We first establish that the linearized change of metric and change of curvature tensors, with components in L² and H^-1 respectively, associated with a displacement field, with components in H¹, of a surface S immersed in ℝ³ must satisfy in the distributional sense compatibility conditions that may be viewed as the linear version of the Gauss and Codazzi-Mainardi equations. These compatibility conditions, which are analogous to the familiar Saint Venant equations in three-dimensional elasticity, constitute the Saint Venant equations on the surface S. 
We next show that these compatibility conditions are also sufficient, i.e. that they in fact characterize the linearized change of metric and the linearized change of curvature tensors in the following sense: If two symmetric matrix fields of order two defined over a simply-connected surface S ⊂ ℝ³ satisfy the above compatibility conditions, then they are the linearized change of metric and linearized change of curvature tensors associated with a displacement field of the surface S, a field whose existence is thus established. 

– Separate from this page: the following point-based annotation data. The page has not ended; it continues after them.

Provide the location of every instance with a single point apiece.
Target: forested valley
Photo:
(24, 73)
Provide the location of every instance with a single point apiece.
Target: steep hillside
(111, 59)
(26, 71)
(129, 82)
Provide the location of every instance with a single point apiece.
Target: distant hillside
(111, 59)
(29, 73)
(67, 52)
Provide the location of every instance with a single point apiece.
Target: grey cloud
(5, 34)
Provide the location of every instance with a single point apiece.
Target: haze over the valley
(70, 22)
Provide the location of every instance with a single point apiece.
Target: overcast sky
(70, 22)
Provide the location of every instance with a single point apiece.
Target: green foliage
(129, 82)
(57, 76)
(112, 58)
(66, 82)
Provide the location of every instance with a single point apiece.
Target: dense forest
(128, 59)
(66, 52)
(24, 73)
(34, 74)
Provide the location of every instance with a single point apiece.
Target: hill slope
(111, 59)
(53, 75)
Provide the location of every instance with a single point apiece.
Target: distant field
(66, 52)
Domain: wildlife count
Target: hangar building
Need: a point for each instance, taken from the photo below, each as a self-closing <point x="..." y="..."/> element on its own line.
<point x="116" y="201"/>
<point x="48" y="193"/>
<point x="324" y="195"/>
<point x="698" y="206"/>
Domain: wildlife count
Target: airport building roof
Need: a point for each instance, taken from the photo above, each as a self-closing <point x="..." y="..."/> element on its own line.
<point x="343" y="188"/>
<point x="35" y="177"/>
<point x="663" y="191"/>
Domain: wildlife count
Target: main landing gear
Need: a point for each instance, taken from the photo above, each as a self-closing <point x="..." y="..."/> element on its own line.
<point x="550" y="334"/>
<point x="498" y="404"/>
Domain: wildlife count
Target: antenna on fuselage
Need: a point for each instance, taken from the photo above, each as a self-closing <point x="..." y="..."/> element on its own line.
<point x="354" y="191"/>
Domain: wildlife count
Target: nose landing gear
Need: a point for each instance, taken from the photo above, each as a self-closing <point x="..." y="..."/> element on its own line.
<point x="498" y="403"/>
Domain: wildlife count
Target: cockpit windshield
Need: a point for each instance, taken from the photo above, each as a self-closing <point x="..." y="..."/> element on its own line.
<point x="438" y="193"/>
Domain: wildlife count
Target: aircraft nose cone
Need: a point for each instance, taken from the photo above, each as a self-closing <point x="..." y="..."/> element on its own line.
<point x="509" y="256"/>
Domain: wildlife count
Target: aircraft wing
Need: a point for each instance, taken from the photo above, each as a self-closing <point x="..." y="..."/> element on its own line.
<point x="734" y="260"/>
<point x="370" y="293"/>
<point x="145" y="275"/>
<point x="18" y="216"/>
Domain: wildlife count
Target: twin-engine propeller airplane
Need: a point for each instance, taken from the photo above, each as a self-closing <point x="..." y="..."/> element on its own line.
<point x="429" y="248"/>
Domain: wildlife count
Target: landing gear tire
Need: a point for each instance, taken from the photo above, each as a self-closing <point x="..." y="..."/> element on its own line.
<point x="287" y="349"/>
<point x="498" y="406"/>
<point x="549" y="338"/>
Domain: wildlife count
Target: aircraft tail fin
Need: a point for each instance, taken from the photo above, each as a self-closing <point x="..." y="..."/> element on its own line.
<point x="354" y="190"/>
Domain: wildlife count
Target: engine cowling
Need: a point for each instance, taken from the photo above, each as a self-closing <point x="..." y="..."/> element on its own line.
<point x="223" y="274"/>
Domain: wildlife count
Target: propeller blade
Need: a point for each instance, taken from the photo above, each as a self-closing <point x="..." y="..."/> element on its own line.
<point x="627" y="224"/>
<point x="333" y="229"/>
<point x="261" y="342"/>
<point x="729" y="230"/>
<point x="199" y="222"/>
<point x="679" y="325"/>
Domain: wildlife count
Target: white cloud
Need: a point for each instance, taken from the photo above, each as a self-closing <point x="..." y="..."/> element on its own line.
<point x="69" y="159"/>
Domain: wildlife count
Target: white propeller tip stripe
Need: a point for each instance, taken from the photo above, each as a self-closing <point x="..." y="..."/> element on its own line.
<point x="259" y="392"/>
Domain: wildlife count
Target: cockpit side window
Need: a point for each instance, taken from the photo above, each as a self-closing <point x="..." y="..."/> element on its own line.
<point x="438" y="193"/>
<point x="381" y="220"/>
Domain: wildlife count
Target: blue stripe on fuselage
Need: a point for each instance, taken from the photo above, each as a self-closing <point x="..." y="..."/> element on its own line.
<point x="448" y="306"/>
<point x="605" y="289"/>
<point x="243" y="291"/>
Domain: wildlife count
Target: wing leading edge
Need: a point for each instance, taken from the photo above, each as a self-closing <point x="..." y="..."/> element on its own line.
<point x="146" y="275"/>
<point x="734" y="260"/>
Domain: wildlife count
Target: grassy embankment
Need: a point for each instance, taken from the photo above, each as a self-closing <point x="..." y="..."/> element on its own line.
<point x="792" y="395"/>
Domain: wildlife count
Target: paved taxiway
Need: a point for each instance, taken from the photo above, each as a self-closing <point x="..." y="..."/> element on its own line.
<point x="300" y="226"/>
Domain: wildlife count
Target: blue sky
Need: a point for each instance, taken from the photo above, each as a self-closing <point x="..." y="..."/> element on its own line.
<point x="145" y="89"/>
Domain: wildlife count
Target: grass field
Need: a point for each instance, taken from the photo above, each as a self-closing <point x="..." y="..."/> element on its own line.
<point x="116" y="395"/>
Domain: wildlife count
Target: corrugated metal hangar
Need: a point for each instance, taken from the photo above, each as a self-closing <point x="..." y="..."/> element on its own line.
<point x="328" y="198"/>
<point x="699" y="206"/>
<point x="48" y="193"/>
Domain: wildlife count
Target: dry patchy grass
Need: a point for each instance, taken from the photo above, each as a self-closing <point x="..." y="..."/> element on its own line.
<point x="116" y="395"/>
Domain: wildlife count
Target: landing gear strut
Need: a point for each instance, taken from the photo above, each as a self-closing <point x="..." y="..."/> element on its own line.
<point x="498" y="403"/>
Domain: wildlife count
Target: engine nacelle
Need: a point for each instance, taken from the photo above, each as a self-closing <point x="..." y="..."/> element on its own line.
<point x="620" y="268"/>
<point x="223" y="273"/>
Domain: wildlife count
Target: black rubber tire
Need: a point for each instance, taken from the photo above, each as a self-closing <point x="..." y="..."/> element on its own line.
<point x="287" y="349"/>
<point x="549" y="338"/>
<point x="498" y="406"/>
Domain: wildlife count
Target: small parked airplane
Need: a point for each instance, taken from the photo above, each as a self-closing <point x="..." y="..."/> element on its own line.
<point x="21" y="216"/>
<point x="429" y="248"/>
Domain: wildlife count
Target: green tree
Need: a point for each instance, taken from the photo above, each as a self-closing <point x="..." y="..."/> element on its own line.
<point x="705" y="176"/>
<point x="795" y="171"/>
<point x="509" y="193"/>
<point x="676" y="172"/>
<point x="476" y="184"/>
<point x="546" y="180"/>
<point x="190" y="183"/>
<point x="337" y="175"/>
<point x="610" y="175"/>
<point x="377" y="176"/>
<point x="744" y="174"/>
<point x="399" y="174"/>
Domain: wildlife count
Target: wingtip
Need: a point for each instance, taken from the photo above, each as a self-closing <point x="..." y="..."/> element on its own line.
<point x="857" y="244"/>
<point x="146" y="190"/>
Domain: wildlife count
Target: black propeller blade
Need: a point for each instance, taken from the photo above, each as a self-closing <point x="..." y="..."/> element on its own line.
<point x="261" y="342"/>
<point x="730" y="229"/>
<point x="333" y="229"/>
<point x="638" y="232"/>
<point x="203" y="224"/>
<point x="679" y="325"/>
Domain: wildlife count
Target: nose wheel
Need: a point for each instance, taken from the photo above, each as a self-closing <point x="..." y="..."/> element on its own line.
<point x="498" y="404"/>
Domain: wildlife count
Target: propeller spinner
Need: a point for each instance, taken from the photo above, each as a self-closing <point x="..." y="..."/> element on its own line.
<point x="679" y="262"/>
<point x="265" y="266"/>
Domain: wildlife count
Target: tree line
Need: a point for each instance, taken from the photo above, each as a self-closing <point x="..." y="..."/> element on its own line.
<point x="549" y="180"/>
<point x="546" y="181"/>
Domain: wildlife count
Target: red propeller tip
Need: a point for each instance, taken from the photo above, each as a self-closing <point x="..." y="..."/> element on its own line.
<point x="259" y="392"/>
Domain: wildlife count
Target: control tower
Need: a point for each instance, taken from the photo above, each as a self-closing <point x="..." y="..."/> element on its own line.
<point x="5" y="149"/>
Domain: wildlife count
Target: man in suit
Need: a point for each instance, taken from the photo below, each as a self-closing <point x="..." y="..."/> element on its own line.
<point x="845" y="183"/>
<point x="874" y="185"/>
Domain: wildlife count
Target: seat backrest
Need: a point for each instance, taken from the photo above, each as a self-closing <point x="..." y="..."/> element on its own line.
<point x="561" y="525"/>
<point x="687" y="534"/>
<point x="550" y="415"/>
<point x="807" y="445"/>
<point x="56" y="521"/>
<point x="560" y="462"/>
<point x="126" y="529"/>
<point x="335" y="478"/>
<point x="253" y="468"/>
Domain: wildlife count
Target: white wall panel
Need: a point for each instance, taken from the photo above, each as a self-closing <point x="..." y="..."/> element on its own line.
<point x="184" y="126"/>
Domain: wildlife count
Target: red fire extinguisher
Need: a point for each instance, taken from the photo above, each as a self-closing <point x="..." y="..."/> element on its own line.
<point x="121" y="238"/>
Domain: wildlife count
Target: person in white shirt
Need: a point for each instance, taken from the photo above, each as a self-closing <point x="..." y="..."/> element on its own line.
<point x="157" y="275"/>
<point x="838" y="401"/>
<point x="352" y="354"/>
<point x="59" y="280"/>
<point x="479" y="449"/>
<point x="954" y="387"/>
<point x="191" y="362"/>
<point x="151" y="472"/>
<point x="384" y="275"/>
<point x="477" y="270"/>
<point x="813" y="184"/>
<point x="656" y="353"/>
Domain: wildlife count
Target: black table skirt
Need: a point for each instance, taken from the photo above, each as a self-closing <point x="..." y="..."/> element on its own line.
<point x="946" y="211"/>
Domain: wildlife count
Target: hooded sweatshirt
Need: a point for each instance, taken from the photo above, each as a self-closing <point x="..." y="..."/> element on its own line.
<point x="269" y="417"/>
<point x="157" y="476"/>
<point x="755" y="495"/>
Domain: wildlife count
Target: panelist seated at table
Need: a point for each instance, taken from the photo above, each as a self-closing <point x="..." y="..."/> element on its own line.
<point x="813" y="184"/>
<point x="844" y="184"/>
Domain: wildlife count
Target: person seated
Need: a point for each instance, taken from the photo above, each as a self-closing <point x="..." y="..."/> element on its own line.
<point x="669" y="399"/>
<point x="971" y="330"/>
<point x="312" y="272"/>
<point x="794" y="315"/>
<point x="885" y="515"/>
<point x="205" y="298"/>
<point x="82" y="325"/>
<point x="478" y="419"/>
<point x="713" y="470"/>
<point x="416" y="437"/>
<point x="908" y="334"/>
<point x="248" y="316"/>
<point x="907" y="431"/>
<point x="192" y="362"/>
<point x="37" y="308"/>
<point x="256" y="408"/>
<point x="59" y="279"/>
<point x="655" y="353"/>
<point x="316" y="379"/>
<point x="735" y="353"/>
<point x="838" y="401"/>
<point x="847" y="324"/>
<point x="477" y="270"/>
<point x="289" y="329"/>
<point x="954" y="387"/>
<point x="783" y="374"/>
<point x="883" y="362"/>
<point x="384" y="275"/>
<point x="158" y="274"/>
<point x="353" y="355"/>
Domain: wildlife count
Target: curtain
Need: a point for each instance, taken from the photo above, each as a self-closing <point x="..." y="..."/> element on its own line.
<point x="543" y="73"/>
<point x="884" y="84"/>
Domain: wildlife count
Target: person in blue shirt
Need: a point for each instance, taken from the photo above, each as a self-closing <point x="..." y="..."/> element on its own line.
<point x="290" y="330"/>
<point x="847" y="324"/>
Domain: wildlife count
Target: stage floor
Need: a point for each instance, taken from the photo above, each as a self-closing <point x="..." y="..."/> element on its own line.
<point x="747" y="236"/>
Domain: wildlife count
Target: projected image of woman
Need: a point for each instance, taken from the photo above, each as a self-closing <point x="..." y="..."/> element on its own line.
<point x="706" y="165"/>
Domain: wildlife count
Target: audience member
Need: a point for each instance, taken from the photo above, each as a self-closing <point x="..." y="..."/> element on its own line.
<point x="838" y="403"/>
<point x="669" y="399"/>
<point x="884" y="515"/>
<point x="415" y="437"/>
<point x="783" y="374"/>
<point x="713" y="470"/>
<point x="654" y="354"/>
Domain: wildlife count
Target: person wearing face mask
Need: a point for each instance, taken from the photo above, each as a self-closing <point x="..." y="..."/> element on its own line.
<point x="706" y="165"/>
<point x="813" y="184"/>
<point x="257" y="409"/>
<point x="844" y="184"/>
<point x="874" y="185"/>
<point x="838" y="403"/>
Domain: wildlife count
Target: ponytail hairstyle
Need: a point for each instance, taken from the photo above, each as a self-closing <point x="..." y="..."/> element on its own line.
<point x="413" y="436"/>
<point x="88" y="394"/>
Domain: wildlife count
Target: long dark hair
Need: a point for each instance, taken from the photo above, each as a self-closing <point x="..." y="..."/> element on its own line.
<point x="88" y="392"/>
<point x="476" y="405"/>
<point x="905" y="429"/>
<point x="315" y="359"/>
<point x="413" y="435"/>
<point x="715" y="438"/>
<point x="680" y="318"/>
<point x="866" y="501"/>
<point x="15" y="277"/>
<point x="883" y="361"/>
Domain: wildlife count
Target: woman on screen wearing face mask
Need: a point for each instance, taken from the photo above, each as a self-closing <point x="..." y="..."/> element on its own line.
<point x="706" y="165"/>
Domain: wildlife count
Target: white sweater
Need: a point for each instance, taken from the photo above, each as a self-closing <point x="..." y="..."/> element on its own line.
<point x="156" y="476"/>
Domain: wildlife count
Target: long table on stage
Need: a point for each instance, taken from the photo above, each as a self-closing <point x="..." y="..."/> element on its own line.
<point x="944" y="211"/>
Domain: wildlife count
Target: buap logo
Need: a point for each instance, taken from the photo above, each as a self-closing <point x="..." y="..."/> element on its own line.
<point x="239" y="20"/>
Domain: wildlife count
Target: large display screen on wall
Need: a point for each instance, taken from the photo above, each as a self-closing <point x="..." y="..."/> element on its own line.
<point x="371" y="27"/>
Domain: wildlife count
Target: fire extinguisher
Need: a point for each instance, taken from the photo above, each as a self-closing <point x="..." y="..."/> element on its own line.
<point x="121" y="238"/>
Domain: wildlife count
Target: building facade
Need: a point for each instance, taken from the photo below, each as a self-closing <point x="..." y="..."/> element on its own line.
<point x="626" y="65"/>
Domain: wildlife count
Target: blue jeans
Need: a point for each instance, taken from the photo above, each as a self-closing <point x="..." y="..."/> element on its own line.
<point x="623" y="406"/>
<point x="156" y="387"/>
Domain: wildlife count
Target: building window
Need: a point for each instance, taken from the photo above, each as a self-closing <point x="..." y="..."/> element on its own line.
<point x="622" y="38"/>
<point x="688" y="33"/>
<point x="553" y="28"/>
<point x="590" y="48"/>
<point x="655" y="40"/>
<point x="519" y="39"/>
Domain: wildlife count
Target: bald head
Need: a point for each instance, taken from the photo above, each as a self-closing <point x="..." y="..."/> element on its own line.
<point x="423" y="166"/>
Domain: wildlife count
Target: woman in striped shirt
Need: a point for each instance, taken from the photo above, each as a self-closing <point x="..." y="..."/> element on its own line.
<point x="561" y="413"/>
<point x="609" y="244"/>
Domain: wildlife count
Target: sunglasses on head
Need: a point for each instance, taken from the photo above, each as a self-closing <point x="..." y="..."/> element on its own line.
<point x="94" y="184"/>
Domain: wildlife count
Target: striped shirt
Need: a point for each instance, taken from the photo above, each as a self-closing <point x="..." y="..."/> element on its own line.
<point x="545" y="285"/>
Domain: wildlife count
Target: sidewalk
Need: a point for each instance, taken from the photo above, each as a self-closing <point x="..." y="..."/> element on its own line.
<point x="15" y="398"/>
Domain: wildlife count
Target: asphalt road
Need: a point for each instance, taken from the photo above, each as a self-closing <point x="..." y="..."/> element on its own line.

The proof provides an explicit algorithm for recovering such a displacement field from the linearized change of metric and linearized change of curvature tensors. This algorithm may be viewed as the linear counterpart of the reconstruction of a surface from its first and second fundamental forms. 
Finally, we show how these results can be applied to the "intrinsic theory" of linearly elastic shells, where the linearized change of metric and change of curvature tensors are the new unknowns. These new unknowns solve a quadratic minimization problem over a space of tensor fields whose components, which are only in L², satisfy the Saint Venant compatibility conditions on a surface in the sense of distributions.